In this jurisdiction, as long as the trial court makes findings which satisfy the three Craig criteria, the defendant's Sixth Amendment Confrontation Clause rights are not violated. See Hicks-Bey, 649 A.2d at 575.
In this case, “the trial court made comprehensive findings ․ which clearly satisfy all the Craig criteria.” Id. The trial court relied, inter alia, on H.A.'s continued fear of testifying in front of her father, the fact that she ran away and spent the night on the street rather than coming to court to testify, and the fact that H.A. was experiencing psychological trauma from testifying in front of her father. Because the trial court's findings were supported by the record, there was no error in allowing H.A. to complete her testimony outside the presence of her father. See Craig, 497 U.S. at 857, 110 S.Ct. 3157 (stressing that Confrontation Clause not violated where, in addition to a proper finding of necessity, the child witnesses “testified under oath, were subject to full cross-examination, and were able to be observed by the judge, jury, and defendant as they testified.”).5
For these reasons, the judgment of the trial court is
1. In violation of D.C.Code § 22-4108 (1981), recodified at D.C.Code § 22-3008 (2001).
2. In violation of D.C.Code § 22-4109 (1981), recodified at D.C.Code § 22-3009 (2001).
3. In violation of D.C.Code § 22-1901 (1981), recodified at D.C.Code § 22-1901 (2001).
4. Ahmed had first identified Dr. Everson as an expert witness for the defense in a motion before trial. At that time, Ahmed sought to call Dr. Everson to testify about whether a child's report of sexual abuse can be influenced by suggestive interview techniques. In opposition, the government argued that the issue of suggestibility was inappropriate testimony for an expert witness.
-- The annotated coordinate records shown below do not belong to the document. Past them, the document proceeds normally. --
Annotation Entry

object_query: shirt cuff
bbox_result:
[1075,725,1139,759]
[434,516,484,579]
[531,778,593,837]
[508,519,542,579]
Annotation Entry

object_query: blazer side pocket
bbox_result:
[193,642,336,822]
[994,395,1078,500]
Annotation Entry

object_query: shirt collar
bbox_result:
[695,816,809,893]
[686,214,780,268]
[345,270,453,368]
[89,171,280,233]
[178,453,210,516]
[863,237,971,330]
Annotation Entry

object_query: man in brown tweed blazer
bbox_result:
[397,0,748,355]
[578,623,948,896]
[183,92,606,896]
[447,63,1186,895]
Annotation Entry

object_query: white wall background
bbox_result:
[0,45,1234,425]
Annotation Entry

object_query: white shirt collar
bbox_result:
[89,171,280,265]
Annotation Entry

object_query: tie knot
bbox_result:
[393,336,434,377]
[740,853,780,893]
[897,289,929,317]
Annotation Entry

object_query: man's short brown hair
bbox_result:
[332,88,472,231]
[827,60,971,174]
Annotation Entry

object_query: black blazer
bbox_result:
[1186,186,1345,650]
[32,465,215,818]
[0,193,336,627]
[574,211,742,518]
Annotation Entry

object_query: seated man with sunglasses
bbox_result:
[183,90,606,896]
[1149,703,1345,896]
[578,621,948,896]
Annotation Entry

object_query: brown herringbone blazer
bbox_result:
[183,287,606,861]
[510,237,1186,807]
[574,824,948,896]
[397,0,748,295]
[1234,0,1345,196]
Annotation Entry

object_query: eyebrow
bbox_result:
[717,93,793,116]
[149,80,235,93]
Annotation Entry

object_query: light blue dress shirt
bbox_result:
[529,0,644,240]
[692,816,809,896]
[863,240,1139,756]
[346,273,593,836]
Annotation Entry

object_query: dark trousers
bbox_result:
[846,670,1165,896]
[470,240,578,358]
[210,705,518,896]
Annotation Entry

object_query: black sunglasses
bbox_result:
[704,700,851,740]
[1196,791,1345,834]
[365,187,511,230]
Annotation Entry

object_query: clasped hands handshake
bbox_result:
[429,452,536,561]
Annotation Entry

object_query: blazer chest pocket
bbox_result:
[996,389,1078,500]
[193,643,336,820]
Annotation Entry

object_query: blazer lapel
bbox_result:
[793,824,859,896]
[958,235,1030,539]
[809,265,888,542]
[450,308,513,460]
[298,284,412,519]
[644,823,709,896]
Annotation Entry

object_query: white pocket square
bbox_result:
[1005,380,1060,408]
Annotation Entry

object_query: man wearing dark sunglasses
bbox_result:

Ahmed later withdrew his motion to call Dr. Everson on this issue.
5. In his brief, Ahmed also argues that he was prejudiced by the timing of the switch to H.A.'s testimony via closed-circuit television. Specifically, Ahmed argues that it would appear to the jury that “because the defense exercised the right of cross-examination, the witness had been traumatized to the point where she could not continue her testimony.” Further, Ahmed argues that the defense was unable to present a cohesive trial strategy because H.A. had been missing for two days, and thus, some of her testimony was presented after the defense had begun its case. Other than conclusory allegations, however, Ahmed fails to detail with any specificity the prejudice he suffered beyond the Sixth Amendment concerns expressed above. Because Craig balances the prejudice against a defendant in its three-prong test, and that test was satisfied here, Ahmed's arguments that the procedure invoked in his case was prejudicial are without merit. See Craig, 497 U.S. at 849-57, 110 S.Ct. 3157.